Le gouverneur du Maryland, Larry Hogan, également républicain, a soutenu l'idée que l'assouplissement des restrictions devrait commencer bientôt.

"Nous ne pensons pas que nous serons en quelque sorte prêts à être ici dans cinq ou six jours environ, ou à 15 jours du début de cette horloge imaginaire", a-t-il déclaré mardi à CNN. .

L'Organisation mondiale de la santé a averti mardi que les États-Unis pouvaient devenir l'épicentre mondial de la pandémie de coronavirus, citant une "accélération très élevée" des infections.

Nerfs affaiblis

Il y avait des signes que les nerfs ont commencé à s'effilocher après des jours de travail à domicile, de soins aux enfants dont l'école est fermée et de réduction sévère des activités quotidiennes.

Sur une aire de jeux à Brooklyn, l'architecte Carolyn Straub, 48 ans, et sa famille ont fait une pause dans leur nouvelle vie, travaillant et enseignant à domicile.

"C'est en fait très difficile", a déclaré Straub. "Internet n'est pas toujours fiable, il s'éteint et il nous est impossible d'avoir quatre zones audio distinctes dans la maison."

Une réouverture rapide de l'économie pourrait se retourner, avec des décès plus élevés et des personnes ayant peur de sortir, selon les investisseurs qui restent préoccupés par la voie incertaine du virus corona et son bilan économique.

"Les marchés réagiront mal car ils ont appris que cette approche ne fonctionne pas", a déclaré Axel Merk, directeur des investissements de Merk Investments. "D'un point de vue médical, vous devez traverser une croissance exponentielle et vous le faites avec un abri plutôt qu'avec une politique."

Wall Street est revenue de ses plus bas de trois ans mardi, après que les législateurs américains ont déclaré qu'ils étaient proches d'un accord sur un plan de sauvetage économique. Les trois principaux indices boursiers américains ont fortement rebondi après une vente brutale lundi.

Les négociateurs du Sénat américain ont déclaré que le Sénat du Congrès pourrait adopter mardi un projet de loi de 2 billions de dollars, y compris une aide financière pour les Américains ordinaires, les petites entreprises et les industries gravement touchées.

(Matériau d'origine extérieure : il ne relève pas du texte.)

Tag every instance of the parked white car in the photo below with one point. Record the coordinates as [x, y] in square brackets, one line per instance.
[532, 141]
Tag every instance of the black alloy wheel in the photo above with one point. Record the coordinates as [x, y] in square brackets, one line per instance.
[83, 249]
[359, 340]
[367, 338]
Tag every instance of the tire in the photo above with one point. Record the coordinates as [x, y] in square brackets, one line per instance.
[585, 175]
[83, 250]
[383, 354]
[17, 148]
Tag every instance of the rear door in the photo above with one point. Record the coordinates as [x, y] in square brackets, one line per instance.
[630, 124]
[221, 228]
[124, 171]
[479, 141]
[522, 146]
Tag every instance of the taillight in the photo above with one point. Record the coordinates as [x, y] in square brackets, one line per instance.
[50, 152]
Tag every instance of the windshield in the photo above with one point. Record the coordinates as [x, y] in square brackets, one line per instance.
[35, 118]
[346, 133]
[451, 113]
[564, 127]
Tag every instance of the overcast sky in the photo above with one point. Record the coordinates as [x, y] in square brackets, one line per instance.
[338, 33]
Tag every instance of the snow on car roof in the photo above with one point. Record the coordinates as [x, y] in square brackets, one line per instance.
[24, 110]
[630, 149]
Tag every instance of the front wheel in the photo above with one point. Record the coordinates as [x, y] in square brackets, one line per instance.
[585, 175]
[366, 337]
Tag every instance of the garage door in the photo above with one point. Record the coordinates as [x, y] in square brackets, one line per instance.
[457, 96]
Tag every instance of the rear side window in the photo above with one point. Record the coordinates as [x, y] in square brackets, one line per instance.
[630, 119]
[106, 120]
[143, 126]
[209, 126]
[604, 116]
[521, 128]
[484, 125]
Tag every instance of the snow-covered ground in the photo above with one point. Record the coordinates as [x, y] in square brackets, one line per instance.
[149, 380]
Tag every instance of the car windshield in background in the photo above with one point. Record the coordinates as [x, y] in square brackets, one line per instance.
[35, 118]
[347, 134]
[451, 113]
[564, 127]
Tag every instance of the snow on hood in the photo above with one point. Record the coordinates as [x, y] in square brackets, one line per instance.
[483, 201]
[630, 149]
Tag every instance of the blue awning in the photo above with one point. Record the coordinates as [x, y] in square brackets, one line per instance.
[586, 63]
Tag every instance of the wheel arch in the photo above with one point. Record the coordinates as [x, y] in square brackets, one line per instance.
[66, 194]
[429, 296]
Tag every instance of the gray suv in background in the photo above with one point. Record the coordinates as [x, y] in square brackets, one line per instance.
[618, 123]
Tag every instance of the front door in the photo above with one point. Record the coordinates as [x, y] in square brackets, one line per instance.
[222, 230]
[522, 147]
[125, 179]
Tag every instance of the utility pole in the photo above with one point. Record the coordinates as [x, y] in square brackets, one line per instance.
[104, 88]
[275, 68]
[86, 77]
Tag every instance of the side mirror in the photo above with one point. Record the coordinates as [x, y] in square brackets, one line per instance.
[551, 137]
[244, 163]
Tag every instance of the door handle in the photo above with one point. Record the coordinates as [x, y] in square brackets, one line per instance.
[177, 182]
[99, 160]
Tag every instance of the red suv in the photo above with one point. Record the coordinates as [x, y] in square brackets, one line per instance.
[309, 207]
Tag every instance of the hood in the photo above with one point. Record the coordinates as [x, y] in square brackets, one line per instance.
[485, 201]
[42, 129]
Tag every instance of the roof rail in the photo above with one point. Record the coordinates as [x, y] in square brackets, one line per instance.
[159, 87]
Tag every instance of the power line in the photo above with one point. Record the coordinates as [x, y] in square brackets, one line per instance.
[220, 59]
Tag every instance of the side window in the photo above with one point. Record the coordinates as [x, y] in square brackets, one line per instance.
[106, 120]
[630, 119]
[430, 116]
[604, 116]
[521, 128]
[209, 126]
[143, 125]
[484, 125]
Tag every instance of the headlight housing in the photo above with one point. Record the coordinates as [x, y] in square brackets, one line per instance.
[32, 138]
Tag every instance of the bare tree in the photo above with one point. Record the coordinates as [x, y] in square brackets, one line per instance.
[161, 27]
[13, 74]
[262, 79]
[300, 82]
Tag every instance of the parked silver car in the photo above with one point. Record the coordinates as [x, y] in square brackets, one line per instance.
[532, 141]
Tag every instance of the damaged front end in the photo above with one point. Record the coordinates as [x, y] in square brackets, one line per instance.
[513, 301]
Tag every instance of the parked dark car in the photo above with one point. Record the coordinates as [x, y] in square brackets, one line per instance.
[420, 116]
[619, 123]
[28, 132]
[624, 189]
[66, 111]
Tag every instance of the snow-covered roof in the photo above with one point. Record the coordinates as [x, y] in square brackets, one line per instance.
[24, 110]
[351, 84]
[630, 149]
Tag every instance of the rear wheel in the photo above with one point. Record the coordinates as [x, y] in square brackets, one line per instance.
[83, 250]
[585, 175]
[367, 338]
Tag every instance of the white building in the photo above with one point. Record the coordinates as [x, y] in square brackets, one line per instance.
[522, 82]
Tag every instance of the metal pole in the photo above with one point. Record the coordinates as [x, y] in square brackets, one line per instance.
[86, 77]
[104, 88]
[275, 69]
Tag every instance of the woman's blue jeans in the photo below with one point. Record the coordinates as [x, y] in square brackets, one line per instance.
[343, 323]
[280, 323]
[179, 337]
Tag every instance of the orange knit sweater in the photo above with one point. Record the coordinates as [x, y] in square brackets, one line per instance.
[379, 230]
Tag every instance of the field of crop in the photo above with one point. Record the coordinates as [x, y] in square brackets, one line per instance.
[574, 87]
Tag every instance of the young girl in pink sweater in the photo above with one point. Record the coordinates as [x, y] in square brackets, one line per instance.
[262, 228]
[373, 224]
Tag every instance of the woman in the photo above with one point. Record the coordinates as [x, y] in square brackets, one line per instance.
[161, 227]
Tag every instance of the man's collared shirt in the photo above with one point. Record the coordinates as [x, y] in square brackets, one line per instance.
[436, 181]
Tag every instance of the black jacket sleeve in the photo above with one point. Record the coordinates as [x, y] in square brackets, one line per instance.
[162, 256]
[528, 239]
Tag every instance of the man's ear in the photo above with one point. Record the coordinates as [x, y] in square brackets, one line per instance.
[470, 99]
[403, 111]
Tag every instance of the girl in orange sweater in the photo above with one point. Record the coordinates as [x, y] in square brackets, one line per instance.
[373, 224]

Les hauts démocrates et républicains au Congrès ont déclaré qu'ils étaient sur le point de conclure un accord.

Malgré les énormes changements dans la vie quotidienne, de nombreux Américains disent toujours qu'ils sont prêts à faire des sacrifices.

Holly Huelster, 33 ans, une baby-sitter à temps plein qui a poussé le tout-petit dont elle se soucie dans un landau sur la 11e Avenue à New York, a déclaré qu'elle pensait que la rhétorique de Trump sur l'économie nuisait vraiment à la vie humaine.

"C'est terrible pour l'économie, mais j'ai toujours fait de la santé une priorité", a-t-elle déclaré. "Je pense que ce n'est pas si difficile de vivre avec moins, je pense que vous pouvez le faire fonctionner."